5 Things We Learnt at the South West Business Expo

Josh and Nicci, black and white
Ready for a day at the expo!

This week Josh and I attended our first expo as Grizzlyware. We went to the South West Business Expo at the Westpoint Arena in Exeter. The event was busy and well organised, offering a multitude of stands and guest speakers. Although we didn’t have our own stand this year, the expo provided a valuable opportunity for us to meet other business owners in the South West and listen to guest speakers. Here are the 5 most important things we learnt at the expo this year.

1. You can learn a lot from guest speakers

The South West Business Expo had several different stages with a real variety of speakers throughout the day. We attended several of these talks and found them all very informative and useful. There was a good selection of topics to choose from, ranging from PR by Lucy Matthews at Marvellous PR to Intellectual Property by Meg Pascoe from the Intellectual Property Office (IPO). All the talks we attended were interesting, well delivered and genuinely helpful. They also all offered an opportunity to ask questions at the end. If you go to an expo, you can learn a lot from taking advantage of the free presentations on offer.

2. Non-digital marketing is very much alive

As a software company we obviously spend a lot of our time online and subsequently we have focused a lot of our marketing on social media and Google Ads. At the expo we decided to attend a talk about the importance of traditional marketing in the digital age. Sam Pengelly of Magareth presented a great talk about how traditional marketing can complement your online marketing. One statistic that particularly resonated with us was that only 48% of the population are actively using the internet. By limiting your advertising to online-only, you could alienate half of your potential clients. Offline marketing is definitely something we will be paying more attention to in the future.

Woman speaking to audience
Sam was speaking about the benefits of offline marketing and how alive the industry is

3. The more you talk, the more you benefit

Walking into a hall full of stands can be intimidating, but the more conversations you have, the more you will take away from the day. We spoke to many businesses yesterday and can honestly say that we gained something from each conversation we had. Even if you are unsure if a business has anything to offer you, it’s worth talking to them anyway. We discovered businesses offering services or products that we may be able to use directly, but also other businesses that were able to just offer friendly advice. 

4. Branding is important

Businesses whose product or service was really obvious in their logo or strapline seemed to be the busiest stands throughout the day. It goes to show that unless people know what you are offering, it doesn’t matter how good your product is. 

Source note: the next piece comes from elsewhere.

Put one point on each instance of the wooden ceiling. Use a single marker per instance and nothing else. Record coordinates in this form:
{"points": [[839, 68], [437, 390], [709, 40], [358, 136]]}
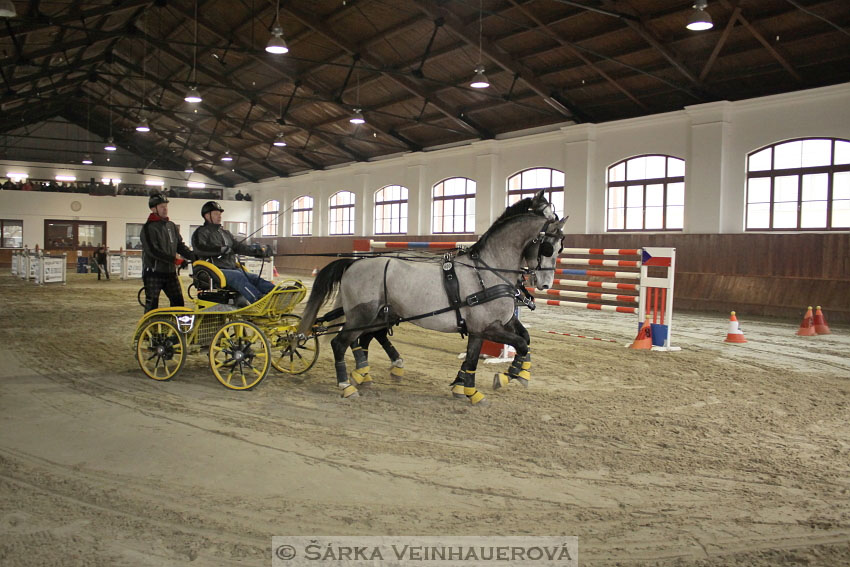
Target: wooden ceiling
{"points": [[99, 65]]}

Having consistent branding across the stand, business cards and any merchandise also makes a business more memorable. After meeting so many people in one day, we struggled to remember individual names, so having a business card with the same colours and logo as the stand made it easy to remember who was who, making us more likely to reach out to them in the future. 

5. Business cards are important, even if you don’t have a stand

Whilst we didn’t have a stand at the expo this year, we exchanged cards with many other businesses so we could stay in touch in the future. Upon exchanging cards, one question people repeatedly asked was ‘so what does a software developer actually do?’. After explaining that we specialise in automation it became clear just how few businesses are currently automating time consuming tasks.

Some people had just never considered the option of automating tasks, whereas others had been reluctant to pay for software. However, when we discussed the amount of employee hours being dedicated to tasks such as data harvesting or invoicing each month, many businesses began to think about the long-term cost saving benefits of automating tasks. Most business owners seemed keen to reduce human error and be able to dedicate more employee time to growing the business too. We created awareness of our services without even really thinking about it, purely by swapping business cards during conversations. It’s certainly worth making sure you take plenty!

Overall, we thoroughly enjoyed meeting some wonderful people at the expo this year. For anybody considering going to a similar event, we highly recommend going and talking to as many different people as possible and making the most of guest speakers- you never know what you may learn!